Demoramos 5 anos a executar uma dívida, mas a culpa é da Merkel

Henrique Raposo (www.expresso.pt)
8:00 Sexta feira, 22 de junho de 2012

Vale a pena repetir pela enésima vez: a reforma económica mais importante é a reforma da justiça e das instituições. O crescimento não depende apenas do economês. Aliás, a agilidade burocrática (sim, eu sei, parece um oxímoro) e o Estado de Direito são as antecâmaras da prosperidade, e, por isso, qualquer reforma estritamente económica vai sempre esbarrar na lentidão exasperante da nossa justiça e na ineficácia corruptora da nossa administração pública. Exemplos? O Negócios de ontem trazia a história de um magnata francês do vinho, Roger Zannier, que queria muito investir no Douro. Mal ele sabia que iria ter pela frente um conjunto de funcionários que revela um desprezo olímpico pelos "privados" da economia real. O relato é surreal: "eu pedi as autorizações para plantar vinhas e dois anos depois ainda não tinha resposta. Pedi então uma reunião com o responsável máximo, que convocou a pessoa que me devia ter respondido. E para minha grande surpresa, a razão que me deram (...) foi a de que não tinham tinteiro para colocar na impressora e imprimir a resposta". Dois meses depois desta conversa inconcebível, Zannier continuava sem resposta. Este Tio Patinhas francês manteve o investimento, porque é um apaixonado pelo Douro, mas a maioria dos empresários desistiria (e bem) de um país onde os funcionários públicos têm o poder para bloquear desta forma patética as iniciativas da sociedade. E aposto que ninguém foi punido ou despedido na entidade que bloqueou este investimento durante anos.

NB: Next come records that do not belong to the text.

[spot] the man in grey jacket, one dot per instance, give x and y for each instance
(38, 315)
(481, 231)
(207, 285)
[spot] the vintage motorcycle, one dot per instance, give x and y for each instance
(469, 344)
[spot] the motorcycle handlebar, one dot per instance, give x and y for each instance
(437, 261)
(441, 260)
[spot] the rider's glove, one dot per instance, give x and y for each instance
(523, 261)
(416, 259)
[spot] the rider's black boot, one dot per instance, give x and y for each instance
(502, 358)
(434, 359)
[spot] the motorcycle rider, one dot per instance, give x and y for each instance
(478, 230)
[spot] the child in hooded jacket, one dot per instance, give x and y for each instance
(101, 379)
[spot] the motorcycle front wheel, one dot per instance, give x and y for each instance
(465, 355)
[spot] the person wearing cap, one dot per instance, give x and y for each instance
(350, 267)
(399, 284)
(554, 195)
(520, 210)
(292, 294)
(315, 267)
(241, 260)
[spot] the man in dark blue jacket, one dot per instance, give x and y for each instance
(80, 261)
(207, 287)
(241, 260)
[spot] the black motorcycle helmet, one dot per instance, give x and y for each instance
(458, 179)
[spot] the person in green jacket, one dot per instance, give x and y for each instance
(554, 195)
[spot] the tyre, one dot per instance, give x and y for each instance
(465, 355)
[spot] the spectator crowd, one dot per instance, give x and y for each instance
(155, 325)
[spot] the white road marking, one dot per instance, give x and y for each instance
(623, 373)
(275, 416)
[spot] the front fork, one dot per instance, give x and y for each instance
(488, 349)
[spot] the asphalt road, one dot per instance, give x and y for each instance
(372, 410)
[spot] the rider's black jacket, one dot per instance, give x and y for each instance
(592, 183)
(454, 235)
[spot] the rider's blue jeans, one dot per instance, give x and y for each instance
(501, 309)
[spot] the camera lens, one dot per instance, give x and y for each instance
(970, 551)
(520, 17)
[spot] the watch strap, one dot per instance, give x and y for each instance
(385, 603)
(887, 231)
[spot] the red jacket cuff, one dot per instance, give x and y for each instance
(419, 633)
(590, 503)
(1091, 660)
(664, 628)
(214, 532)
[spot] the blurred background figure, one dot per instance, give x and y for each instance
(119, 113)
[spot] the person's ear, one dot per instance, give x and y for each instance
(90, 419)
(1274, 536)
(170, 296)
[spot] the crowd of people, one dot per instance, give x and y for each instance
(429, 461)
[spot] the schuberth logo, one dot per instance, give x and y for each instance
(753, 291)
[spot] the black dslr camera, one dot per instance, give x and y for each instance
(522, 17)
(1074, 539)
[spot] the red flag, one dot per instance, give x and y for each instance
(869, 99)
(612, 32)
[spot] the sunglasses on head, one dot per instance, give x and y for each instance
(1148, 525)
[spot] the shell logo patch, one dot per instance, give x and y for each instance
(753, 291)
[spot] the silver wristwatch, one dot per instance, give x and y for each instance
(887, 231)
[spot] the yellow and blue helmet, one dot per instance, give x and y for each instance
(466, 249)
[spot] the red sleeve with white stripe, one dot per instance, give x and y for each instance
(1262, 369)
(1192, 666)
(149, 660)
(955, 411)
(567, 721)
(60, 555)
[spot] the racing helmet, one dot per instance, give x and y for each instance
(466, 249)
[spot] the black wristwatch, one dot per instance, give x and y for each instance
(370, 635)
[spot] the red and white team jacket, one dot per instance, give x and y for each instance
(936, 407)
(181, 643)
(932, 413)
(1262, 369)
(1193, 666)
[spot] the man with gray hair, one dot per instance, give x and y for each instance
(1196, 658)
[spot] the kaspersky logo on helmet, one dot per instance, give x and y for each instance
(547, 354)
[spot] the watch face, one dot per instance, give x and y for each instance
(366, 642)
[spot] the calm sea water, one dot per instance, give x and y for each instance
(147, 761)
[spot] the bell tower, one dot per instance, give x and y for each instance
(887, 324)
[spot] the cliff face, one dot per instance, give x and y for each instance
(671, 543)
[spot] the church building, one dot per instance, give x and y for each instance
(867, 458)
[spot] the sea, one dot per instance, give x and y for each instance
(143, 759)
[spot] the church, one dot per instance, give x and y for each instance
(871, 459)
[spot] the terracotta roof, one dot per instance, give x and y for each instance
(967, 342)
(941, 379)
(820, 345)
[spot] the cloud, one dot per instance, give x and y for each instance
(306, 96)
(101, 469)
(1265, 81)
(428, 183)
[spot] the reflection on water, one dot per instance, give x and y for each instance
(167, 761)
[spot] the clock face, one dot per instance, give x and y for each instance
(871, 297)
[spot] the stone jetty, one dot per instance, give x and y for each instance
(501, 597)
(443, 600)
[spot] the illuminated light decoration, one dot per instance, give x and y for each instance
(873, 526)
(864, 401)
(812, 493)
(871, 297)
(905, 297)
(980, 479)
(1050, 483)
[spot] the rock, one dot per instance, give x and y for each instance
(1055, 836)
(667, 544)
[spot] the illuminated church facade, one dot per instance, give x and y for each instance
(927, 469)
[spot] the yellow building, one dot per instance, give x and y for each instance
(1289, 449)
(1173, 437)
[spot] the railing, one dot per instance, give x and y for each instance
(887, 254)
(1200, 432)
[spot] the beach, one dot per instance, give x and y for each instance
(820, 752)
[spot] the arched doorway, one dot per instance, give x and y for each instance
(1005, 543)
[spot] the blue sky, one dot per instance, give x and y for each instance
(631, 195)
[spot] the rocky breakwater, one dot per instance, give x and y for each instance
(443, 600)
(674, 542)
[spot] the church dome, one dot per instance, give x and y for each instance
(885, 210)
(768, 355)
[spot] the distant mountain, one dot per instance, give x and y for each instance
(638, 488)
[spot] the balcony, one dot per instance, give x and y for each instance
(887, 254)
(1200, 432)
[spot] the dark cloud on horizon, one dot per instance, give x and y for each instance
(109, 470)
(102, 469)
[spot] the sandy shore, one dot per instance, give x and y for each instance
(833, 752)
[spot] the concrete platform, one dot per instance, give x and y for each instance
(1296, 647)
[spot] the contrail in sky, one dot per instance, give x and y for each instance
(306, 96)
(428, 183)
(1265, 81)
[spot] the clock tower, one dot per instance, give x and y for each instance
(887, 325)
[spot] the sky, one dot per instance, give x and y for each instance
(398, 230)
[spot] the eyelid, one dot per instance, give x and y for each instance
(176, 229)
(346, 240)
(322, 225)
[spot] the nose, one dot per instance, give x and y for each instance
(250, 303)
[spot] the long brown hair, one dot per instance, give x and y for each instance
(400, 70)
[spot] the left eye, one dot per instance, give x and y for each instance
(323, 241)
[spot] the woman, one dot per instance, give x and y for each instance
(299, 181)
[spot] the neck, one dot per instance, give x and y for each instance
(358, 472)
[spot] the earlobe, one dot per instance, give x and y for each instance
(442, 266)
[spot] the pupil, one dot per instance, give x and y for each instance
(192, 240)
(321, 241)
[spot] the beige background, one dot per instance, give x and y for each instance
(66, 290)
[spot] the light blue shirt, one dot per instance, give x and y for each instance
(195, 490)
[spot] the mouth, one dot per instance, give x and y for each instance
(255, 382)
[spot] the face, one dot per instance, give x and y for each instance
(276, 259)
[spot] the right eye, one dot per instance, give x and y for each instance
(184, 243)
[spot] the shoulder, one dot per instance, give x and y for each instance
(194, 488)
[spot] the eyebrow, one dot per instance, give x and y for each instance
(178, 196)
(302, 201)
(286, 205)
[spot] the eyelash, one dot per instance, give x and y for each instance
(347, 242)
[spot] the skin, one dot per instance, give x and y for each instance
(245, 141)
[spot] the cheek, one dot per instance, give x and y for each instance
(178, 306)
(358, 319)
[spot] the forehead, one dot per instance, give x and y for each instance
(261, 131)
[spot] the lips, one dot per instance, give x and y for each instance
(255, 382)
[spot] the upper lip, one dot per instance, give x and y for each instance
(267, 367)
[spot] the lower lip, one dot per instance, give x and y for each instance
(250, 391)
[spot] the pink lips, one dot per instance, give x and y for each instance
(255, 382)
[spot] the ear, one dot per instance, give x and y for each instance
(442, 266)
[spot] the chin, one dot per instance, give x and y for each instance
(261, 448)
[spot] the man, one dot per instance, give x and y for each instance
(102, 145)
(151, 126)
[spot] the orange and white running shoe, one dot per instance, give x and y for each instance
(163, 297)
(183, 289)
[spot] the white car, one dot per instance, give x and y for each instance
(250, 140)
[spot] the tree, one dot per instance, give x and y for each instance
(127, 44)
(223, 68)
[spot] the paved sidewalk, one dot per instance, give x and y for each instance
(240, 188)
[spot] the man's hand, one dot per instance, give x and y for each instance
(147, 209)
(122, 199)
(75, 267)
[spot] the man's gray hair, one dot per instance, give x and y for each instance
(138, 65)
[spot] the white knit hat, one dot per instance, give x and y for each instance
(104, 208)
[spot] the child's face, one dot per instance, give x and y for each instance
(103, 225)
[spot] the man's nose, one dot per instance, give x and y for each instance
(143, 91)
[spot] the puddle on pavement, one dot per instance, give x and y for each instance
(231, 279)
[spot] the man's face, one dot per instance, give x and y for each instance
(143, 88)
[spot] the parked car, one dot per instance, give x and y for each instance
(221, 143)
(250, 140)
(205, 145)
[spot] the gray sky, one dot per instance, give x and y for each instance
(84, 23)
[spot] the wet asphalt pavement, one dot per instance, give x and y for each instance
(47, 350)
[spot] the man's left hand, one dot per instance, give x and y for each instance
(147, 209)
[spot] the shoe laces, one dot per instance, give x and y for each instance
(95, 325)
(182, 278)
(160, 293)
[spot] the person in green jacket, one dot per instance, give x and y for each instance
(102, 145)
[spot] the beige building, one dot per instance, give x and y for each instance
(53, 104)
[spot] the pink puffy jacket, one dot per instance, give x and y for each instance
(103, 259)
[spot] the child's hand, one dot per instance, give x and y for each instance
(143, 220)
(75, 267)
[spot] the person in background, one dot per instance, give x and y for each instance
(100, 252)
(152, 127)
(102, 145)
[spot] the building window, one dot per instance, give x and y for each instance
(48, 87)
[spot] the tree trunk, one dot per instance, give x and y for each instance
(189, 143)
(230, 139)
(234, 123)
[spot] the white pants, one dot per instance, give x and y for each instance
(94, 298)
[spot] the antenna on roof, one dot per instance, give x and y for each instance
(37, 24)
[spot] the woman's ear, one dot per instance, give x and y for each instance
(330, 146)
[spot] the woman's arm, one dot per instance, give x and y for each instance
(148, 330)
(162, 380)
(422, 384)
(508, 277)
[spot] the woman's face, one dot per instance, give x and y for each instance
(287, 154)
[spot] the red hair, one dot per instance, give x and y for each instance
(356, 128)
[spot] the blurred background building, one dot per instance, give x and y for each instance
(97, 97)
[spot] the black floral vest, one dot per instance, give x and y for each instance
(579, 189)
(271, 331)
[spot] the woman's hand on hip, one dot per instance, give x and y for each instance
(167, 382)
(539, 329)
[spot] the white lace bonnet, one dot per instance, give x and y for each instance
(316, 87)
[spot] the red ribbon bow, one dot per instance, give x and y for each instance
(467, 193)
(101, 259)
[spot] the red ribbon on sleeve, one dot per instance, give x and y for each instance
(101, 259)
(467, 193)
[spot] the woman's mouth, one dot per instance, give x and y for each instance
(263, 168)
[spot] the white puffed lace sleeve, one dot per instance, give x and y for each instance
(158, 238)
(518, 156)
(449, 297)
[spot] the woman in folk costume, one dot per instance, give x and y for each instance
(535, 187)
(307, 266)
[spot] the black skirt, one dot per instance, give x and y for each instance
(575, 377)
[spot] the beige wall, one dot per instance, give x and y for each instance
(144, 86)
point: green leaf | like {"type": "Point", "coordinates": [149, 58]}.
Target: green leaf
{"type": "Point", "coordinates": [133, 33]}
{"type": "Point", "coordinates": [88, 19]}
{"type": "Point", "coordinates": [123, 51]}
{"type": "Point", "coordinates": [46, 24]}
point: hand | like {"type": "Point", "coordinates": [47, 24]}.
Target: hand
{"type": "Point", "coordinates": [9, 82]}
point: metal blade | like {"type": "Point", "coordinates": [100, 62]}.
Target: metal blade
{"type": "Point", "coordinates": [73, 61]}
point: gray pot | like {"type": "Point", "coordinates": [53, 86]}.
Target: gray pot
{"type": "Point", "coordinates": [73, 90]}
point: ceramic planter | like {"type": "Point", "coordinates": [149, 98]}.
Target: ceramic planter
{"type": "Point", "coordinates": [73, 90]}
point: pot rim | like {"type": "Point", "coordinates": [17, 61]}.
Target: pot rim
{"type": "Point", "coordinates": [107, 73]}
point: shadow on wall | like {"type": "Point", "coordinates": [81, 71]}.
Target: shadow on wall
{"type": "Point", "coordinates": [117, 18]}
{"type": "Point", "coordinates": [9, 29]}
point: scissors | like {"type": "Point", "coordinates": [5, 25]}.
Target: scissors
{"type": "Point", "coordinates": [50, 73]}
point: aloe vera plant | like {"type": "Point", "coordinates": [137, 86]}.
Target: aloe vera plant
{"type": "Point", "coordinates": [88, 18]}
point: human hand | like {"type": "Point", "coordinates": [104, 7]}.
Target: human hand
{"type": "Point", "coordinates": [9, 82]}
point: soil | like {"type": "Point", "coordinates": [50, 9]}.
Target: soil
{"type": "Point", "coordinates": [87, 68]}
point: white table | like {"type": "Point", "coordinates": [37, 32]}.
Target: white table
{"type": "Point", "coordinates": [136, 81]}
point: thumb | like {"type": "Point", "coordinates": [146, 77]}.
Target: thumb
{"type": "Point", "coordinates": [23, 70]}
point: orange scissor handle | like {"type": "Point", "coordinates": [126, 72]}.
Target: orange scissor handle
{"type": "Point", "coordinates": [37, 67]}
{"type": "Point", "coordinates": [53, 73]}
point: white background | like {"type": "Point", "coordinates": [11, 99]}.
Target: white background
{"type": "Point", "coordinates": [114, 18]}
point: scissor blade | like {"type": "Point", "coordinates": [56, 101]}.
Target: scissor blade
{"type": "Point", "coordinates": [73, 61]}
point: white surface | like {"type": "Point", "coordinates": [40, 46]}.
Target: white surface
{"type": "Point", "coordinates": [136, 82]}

Mais exemplos? Em média, os tribunais portugueses precisam de 1600 dias para executar uma dívida (Negócios, 26 de Outubro de 2010). Na Suíça bastam 60 dias, e 90 dias chegam para os tribunais franceses. Ou seja, o Estado de Direito português não existe na atividade económica. Quando precisa de quase 5 anos para reaver o seu dinheiro, um empresário português percebe que este país é para caloteiros e fica com medo de fazer novos negócios. E o que dizer dos empresários estrangeiros? Bom, quando descobrem este buraco negro legal, os Zanniers-não-apaixonados-pelo-Douro evitam Portugal. E com razão.
Não, os responsáveis pela nossa crise não são os mercados, a troika ou Merkel. A culpa é nossa, porque somos incapazes de gerar um debate institucional em Portugal. Políticos e média têm uma visão pessoalista da vida pública, logo, só debatem tácticas conjunturais de políticos e empresários em concreto; as regras e instituições não interessam. Depois, toda a arquitectura jurídica, das faculdades até aos tribunais, tem nojo da actividade económica. Em Portugal, o mundo jurídico nunca quis pensar a eficácia da economia, e isso é bem visível na insensibilidade económica da maioria dos deputados. Para terminar, o funcionalismo público e os partidos estão cheios de pessoas que viveram sempre na bolha, sem contacto com a vidinha real. Ora, tudo isto contribui para uma cultura política e mediática que, muito simplesmente, não quer saber das bases legais e institucionais da prosperidade. Não, a Senhora Dona Merkel não tem nada que ver com isto. Mas, se calhar, devia ter. Se calhar, precisávamos de uma segunda troika, uma troika para as instituições e para a justiça.